Николо Арутюнян был сыном зубного врача Еразика Ивановича, присланного из Смоленска несколько лет назад спасать касплянцев, воющих от зубной боли и прочих недомоганий, вместе с другими советскими врачами, да так и оставшегося в селе из-за судьбоносного стечения обстоятельств: здесь он повстречал рыжую зеленоглазую Раю, дочь священника Евдокима, и бросил семью, квартиру в Смоленске на Армянской улице над Днепром. Жена его вскоре вышла замуж за военного, и тот начал, как говорится, строить ее сыновей, Николо не выдержал и сбежал к папке, двое других остались, видимо, им по вкусу пришлась эта муштра отчима.
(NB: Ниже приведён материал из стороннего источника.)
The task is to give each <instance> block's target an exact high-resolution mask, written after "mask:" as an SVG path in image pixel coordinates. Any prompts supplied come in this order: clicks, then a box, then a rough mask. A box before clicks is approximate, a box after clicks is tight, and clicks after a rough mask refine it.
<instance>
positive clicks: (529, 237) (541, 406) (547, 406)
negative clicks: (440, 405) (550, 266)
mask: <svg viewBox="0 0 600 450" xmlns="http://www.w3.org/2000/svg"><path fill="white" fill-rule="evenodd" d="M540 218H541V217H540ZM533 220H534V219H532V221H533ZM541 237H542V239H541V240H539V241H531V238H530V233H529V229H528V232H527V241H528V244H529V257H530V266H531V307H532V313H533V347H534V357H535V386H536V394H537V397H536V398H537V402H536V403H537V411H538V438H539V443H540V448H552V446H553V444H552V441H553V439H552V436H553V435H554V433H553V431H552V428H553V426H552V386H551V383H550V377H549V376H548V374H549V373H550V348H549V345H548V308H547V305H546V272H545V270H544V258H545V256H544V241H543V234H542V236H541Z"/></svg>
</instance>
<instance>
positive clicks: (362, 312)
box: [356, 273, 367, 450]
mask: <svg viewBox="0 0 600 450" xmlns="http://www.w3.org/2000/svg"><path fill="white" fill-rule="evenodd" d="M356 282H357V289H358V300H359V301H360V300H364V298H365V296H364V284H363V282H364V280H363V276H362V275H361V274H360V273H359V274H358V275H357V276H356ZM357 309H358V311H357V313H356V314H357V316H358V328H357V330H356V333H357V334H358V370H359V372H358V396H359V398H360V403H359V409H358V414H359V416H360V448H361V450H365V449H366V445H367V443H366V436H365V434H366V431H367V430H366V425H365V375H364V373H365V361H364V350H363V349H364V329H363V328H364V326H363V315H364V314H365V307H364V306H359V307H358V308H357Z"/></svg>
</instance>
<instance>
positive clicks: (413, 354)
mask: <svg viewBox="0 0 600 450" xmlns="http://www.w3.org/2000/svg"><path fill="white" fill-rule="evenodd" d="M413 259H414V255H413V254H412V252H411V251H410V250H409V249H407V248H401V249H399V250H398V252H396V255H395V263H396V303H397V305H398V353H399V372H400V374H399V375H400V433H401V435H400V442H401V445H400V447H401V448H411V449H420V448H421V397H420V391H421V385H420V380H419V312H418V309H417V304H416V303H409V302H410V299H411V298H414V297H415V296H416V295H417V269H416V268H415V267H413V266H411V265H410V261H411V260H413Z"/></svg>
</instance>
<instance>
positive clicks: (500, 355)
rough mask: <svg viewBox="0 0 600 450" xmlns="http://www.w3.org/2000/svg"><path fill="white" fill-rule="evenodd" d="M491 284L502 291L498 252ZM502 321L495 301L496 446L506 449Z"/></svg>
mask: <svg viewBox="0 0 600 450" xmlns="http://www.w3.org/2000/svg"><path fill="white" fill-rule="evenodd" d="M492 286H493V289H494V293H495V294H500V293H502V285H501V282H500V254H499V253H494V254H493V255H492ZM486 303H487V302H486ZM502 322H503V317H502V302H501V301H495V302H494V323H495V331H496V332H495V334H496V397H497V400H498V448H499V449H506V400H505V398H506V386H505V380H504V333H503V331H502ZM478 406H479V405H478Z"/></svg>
Кудрявый белозубый черноглазый Колька был шибко умен, всем помогал с уроками, задачки щелкал как орехи и никогда не зажимал несколько копеек для похода в клуб, если приезжала передвижная киноустановка. Деньги-то у него водились. Еразик Иванович все время починял зубы касплянцам.

Ну и как новоиспеченный зять священника дружил с семьей другого священника – с Исачкиными, навещая тех в праздники, приходя на семейные торжества, конечно, со своим Колькой. И мальчик сдружился с девочкой.

Это все не нравилось ни Сеньке, ни Илье Жемчужному. Они даже однажды подстерегли Кольку и начали задирать его, но тот им ответил, что ежели они хотят с ним сразиться, то пожалуйста, он, как говорится, к их услугам, хоть сейчас. Только один на один. Озадаченные Сенька и Жемчужный пошли за ним. Он привел их в ничейный вишневый садик позади дома и велел ждать. Вскоре вернулся с шахматной доской.

Сенька начал озираться и узрел в кустах крышку старого улья.

– Досками будем драться? – спросил он, отломив с треском доску и оборачиваясь к Кольке.

Жемчужный покатился со смеху. Он кое-как умел играть в шахматы, а Сенька нет. И Жемчужный принял вызов. Колька быстро и легко обыграл его. А Сеньке вдруг что-то сверкнуло из игры, шахматные фигуры как будто на миг исполнились каким-то необъяснимым смыслом. И он попросил научить его, научился и, выменяв старый штык на шахматы у Ильи, научил всех играть на хуторе, даже деда Дюргу.

Но с Колькой они так и не подружились. Изредка схлестывались за шахматами, подначивали другу друга.

– Я журналы несу, – сказал Сенька.

– Уже прочитал? – удивилась Анька.

– Перечитал.

– Снится Атлантида?

Сенька усмехнулся и ответил:

– Снится Вержавск… – Он помолчал и добавил со вздохом: – Так туда и не доплыл.

Анька рассмеялась. По ее лицу прокатывались солнечные волны. Они стояли под большой липой с клейкой зеленой листвой, трепетавшей от порывов ветра.